Turning to the international community to halt Israeli demolition, Palestinians have argued that the Israeli government uses the issue of security as an excuse to force them further from the city and to expand settlement projects in the occupied territories. The Palestinian Authority described the demolitions as part of the "deal of the century," a U.S. backchannel plan for peace which Palestinians decry as an attempt to liquidate their cause. Palestinian resistance group Hamas, for its part, described the Israeli demolitions as a "crime of ethnic cleansing," in a statement released in July 2019.
The sharp rise in Israeli demolitions came amid Prime Minister Benjamin Netanyahu's annexation plans for the occupied West Bank, which face intensifying international opposition.
Netanyahu's center-right coalition government had set July 1 as the date from which it could begin implementing U.S. President Donald Trump's Middle East peace proposal, which was announced on Jan. 28. It refers to Jerusalem as "Israel's undivided capital" and recognizes Israeli sovereignty over large parts of the West Bank.
The demolitions capped a yearslong legal battle over the buildings, built along the invisible line straddling the city and the occupied West Bank. Israel says buildings were erected too close to its West Bank separation barrier. Residents say the buildings are on West Bank land, and the Palestinian Authority gave them construction permits.

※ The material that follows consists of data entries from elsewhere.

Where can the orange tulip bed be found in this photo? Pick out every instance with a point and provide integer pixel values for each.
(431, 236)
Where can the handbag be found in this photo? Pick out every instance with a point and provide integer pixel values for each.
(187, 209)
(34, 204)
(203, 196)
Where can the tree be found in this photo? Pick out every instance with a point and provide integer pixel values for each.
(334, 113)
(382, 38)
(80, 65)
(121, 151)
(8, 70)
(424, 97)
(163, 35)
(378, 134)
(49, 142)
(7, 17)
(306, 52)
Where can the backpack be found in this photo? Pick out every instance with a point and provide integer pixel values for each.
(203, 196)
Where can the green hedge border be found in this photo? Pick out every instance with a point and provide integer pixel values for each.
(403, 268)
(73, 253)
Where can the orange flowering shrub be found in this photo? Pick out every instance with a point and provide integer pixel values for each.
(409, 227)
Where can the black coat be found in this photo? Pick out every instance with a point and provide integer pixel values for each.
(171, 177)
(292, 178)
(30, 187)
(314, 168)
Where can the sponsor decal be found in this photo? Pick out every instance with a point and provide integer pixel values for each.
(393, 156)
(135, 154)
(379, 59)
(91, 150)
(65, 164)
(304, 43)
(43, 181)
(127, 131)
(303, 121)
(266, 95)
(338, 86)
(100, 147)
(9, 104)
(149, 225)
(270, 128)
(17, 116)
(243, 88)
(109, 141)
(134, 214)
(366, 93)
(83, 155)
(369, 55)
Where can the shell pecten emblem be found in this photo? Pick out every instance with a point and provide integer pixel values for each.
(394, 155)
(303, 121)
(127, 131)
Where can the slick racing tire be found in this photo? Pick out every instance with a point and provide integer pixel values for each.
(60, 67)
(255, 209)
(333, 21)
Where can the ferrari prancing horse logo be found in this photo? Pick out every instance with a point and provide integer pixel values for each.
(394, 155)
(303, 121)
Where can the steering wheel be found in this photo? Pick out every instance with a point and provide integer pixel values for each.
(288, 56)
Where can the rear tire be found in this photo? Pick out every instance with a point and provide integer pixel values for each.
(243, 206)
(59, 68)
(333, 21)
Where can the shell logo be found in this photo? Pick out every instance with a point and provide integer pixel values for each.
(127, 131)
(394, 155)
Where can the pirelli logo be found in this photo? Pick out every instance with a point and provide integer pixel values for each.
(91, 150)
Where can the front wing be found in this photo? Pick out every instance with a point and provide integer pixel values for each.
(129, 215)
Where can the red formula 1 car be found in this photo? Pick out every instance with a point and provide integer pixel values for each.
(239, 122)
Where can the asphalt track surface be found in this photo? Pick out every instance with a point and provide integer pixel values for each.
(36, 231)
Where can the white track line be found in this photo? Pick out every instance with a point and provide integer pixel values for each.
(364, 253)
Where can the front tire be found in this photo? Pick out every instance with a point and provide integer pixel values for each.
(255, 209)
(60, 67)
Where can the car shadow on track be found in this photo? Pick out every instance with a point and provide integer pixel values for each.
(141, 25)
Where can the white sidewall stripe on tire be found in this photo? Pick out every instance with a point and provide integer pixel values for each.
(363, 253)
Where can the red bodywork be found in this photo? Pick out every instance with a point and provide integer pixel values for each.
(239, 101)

The ongoing Israeli demolitions signal protracted wrangling over the future of Jerusalem, home to more than 500,000 Israelis and 300,000 Palestinians, and sites sacred to Judaism, Islam and Christianity. In 1980, the Israeli parliament passed a law declaring the "complete and united" city of Jerusalem to be the capital of Israel, including the eastern half that it captured in 1967. But the U.N. regards east Jerusalem as occupied, and the city's status remains disputed until it can be resolved by negotiations between Israel and the Palestinians, who say that east Jerusalem must be the capital of a future Palestinian state.